The cycle of inat that got Trump into the White House, is moving faster and faster with each new video of police abuse. Basseuner fears that this explosion of inat politics could make COVID-19 deadlier and the economic depression even deeper.

“Trump’s base is far from the scene of this,” Bassuener said, speaking of rural, white Trump voters, his most loyal base. “They may have not had massive COVID as it was in urban areas. But I guarantee you when it comes for the second wave, and there needs to be economic help for devastated urban areas, they’re going to say no.”

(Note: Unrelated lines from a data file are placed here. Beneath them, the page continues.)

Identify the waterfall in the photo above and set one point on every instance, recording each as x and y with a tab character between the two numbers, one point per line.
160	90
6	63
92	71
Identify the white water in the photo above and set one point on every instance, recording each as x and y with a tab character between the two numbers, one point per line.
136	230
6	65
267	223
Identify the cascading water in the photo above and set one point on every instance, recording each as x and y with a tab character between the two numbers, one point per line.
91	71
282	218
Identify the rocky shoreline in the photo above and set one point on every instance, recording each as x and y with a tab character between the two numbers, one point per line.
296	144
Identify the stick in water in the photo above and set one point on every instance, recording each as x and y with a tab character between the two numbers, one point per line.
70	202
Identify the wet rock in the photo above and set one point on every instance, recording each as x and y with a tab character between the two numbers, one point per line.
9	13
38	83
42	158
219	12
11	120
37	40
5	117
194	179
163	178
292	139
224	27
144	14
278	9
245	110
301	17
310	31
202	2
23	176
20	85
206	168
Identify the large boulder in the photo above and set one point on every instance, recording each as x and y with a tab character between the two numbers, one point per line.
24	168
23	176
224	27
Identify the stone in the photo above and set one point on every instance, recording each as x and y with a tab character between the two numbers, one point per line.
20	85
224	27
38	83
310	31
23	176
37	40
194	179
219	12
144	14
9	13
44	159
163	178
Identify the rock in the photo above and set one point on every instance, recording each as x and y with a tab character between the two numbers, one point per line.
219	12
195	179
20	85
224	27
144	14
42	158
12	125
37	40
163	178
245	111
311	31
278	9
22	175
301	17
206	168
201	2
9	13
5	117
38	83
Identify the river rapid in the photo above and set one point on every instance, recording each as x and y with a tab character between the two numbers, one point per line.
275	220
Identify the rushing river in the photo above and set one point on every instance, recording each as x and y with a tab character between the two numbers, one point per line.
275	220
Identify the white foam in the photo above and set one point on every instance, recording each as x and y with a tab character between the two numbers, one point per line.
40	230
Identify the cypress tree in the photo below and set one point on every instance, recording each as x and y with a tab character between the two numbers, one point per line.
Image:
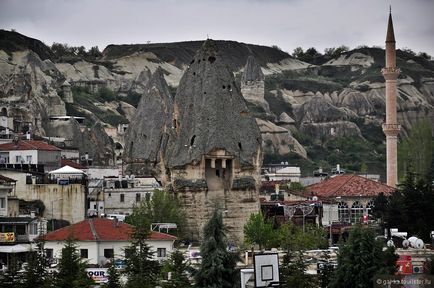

Is there a way out of this cycle of faceless inat provoked by the president and militarised police? What’s happening in the US feels a bit outside of anyone’s control, since each human involved can instantly broadcast their abuse by the police all around the world. Even though there is plenty of dread and uncertainty, there is a sense that if change does not happen now, then when? 

“There’s a difference here relative to past protests and civil disturbances, which I've heard from other Chicagoans might have been an effect of a difference in police tactics. To say we're heading towards revolution is premature I think, but who knows,” Seth, 28, a Chicago-area worker at a senior centre, told TRT World.

“As a working class person in a biracial marriage I welcome any movement towards equity and in spite of the damage I think that is the thrust of these demonstrations and I welcome it,” he said. “As long as demonstrations continue on as broad a scale as this it's a statement that people are refusing to go along and get along with the status quo of disproportionate violence from law enforcement. It's a refusal to forget as easily as we have in the past.” 

Breaking the cycle of inat does not demand forgetting old injustices, but choosing ways of how to stop them in the future. Americans are still a long way from figuring out how to do that, as another summer fighting season looms. That fighting season’s rubber bullet blindings will be far harder for the blinded to forgive.